Generals bring order to chaotic White House staff

On the Middle East, Trump can be expected to maintain traditional friendships and alliances.

Resetting agenda. US Senior Adviser Jared Kushner (R) walks next to White House Chief of Staff John Kelly in the White House, on August 3. (AFP)


2017/08/27 Issue: 121 Page: 15


The Arab Weekly
Gregory Aftandilian



The recent removal of White House chief strategist and alt-right ideologue Ste­phen Bannon was in large part due to the influence of the new White House chief of staff, John Kelly, a former US Marine Corps general.

Kelly was moved from his cabinet position as head of the De­partment of Homeland Security to run the White House staff because President Donald Trump was con­cerned about infighting among his staff, leaks to the media and his inability to get major legisla­tion passed in Congress.

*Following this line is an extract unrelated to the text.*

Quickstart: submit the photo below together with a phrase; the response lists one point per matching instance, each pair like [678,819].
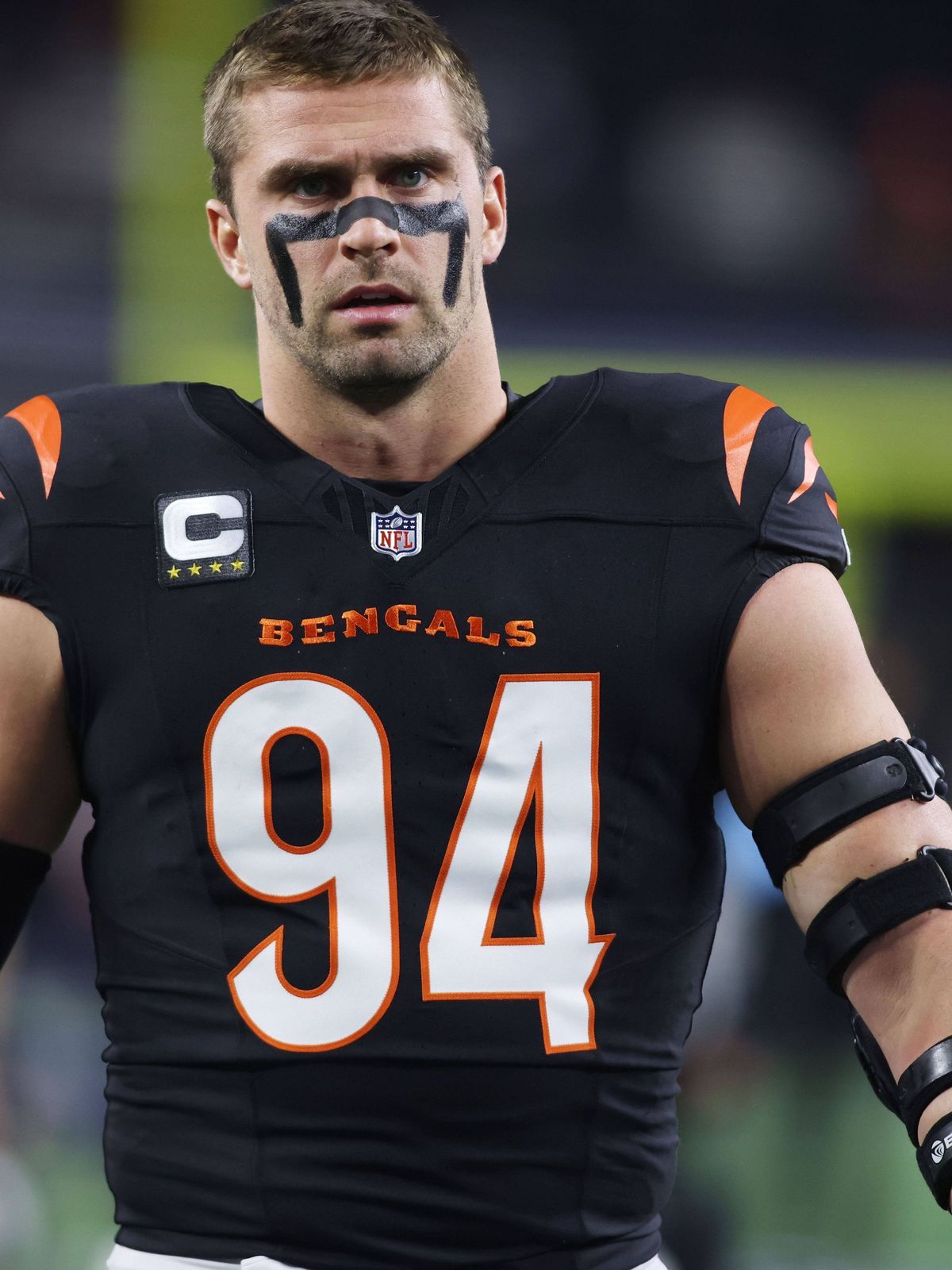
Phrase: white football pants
[127,1259]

Kelly has reportedly become the gatekeeper to the Oval Office in addition to managing a large staff.

The significance of Kelly’s advent to the chief of staff posi­tion in terms of policy is that he is a non-ideological person and a pragmatist. His main ally in the White House is H.R. McMaster, the national security adviser, who holds the rank of US Army lieutenant-general.

Kelly and McMaster, besides their military backgrounds, are kindred spirits in that they say the United States should continue to be a leader in the world, maintain long-standing alliances and not give mixed signals to allies about US commitments.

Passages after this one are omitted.